Et voilà un dernier argument, qui curieusement fait partie des « non dits » de la classe médiatique face au vieux leader : l’anti-américanisme est tel en France que la dénonciation des USA par Le Pen, ses insultes à Sarkozy traité de « vassal de l’Oncle Sam » passent très bien ! Il faudrait être un peu politologue pour expliquer que l’hostilité aux Anglo-Saxons est aussi vieille que l’extrême-droite française, qu’elle se nourrit de la haine parallèle d’Israël et des Juifs, et que nous en avons connu un bel épisode sous l’Occupation, lorsque Radio Paris dénonçait les « bombardements barbares » de l’US Army ! Plus près de nous, Jany Le Pen présidait il y a peu l’association « SOS Enfants d’Irak » et dénonçait les « affameurs américains ».
Or tout cela paie, paie énormément dans notre pays. Jean-Marie Le Pen en a encore rajouté une couche, lors d'un discours prononcé en Vendée le 22 octobre : d'après le journal "Le Figaro", il a "vivement critiqué les États-Unis qui sont souvent instigateurs de la guerre" et insisté sur "le déséquilibre actuel des rapports internationaux" né de "la disparition de l'Empire soviétique, pour salutaire qu'elle fût". Préconisant "la grande Europe, de Brest à Vladivostock", il a estimé "qu'elle ferait pièce aux visées hégémoniques de Washington". Nicolas Sarkozy risque par contre de rater son élection en raison d’une poignée de mains de trop avec Georges Bush. Et cinq, peut-être six millions de Français n’auront aucun complexe en allant voter pour celui qui était allé hier soutenir Saddam, et qui ira peut-être demain cirer les babouches d’Ahmadinejad.

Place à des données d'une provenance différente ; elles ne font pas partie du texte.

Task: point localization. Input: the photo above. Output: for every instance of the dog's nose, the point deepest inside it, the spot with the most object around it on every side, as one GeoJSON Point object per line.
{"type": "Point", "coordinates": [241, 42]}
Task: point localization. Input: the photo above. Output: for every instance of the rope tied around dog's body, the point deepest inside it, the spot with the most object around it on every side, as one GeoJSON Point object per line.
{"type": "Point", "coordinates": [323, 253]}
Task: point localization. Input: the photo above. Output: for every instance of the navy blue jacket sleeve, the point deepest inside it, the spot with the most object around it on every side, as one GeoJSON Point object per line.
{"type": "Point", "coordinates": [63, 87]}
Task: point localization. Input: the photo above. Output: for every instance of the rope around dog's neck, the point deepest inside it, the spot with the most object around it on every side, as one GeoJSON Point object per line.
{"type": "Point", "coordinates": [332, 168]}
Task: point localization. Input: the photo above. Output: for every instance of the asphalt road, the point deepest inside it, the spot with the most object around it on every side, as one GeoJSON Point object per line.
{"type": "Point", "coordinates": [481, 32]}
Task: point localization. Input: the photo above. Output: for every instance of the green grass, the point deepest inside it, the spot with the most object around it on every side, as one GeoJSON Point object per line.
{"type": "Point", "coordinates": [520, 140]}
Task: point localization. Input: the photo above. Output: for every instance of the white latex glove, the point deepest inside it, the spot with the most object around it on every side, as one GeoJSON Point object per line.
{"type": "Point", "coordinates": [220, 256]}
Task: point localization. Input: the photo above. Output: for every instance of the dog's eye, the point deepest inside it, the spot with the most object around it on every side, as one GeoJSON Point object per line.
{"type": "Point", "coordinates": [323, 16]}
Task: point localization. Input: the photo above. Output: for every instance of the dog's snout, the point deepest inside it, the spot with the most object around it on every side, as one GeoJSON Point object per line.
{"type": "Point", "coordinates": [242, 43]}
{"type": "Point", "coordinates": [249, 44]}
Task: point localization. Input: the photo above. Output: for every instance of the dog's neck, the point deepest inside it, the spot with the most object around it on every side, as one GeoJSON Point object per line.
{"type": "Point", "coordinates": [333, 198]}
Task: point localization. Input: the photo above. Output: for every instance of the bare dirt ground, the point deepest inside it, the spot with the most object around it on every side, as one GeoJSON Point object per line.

A propos des liens passés du Front National avec le régime de Saddam Hussein, lire le remarquable dossier du journal "l'Express".

Fin politique, le président du Front National a aussi intégré les mutations démographiques de la France, et la nécessité de "draguer" une partie des électeurs issus de l'immigration, excédés par l'insécurité des banlieues et ... probablement sensibles, hélas, à sa rhétorique anti-israélienne. A noter cette affiche de campagne de Le Pen, totalement inattendue mais qui semble marquer un tournant.

Combien symbolique apparait pour finir l'accueil chaleureux de Dieudonné à la fête des "Bleus-blancs-rouges ! Aux yeux des caméras, l'antisionisme militant était venu réconcilier, grâce à l'ex-amuseur public, les deux extrémismes de la politique - celui de l'extrême-gauche, qui refuse le droit à l'existence d'Israël, mais qui est prête à pactiser avec les pires fascistes islamistes toujours par haine des États-Unis ; et celui de l'extrême-droite la plus dure, qui n'arrive pas à digérer l'insupportable liberté retrouvée des Juifs, en tant que peuple vivant dans en État indépendant ! On lira à ce sujet la remarquable documentation sur Dieudonné et le FN publiée sur le très intéressant blog de Vinz, que j'ai dernièrement ajouté aux liens permanents.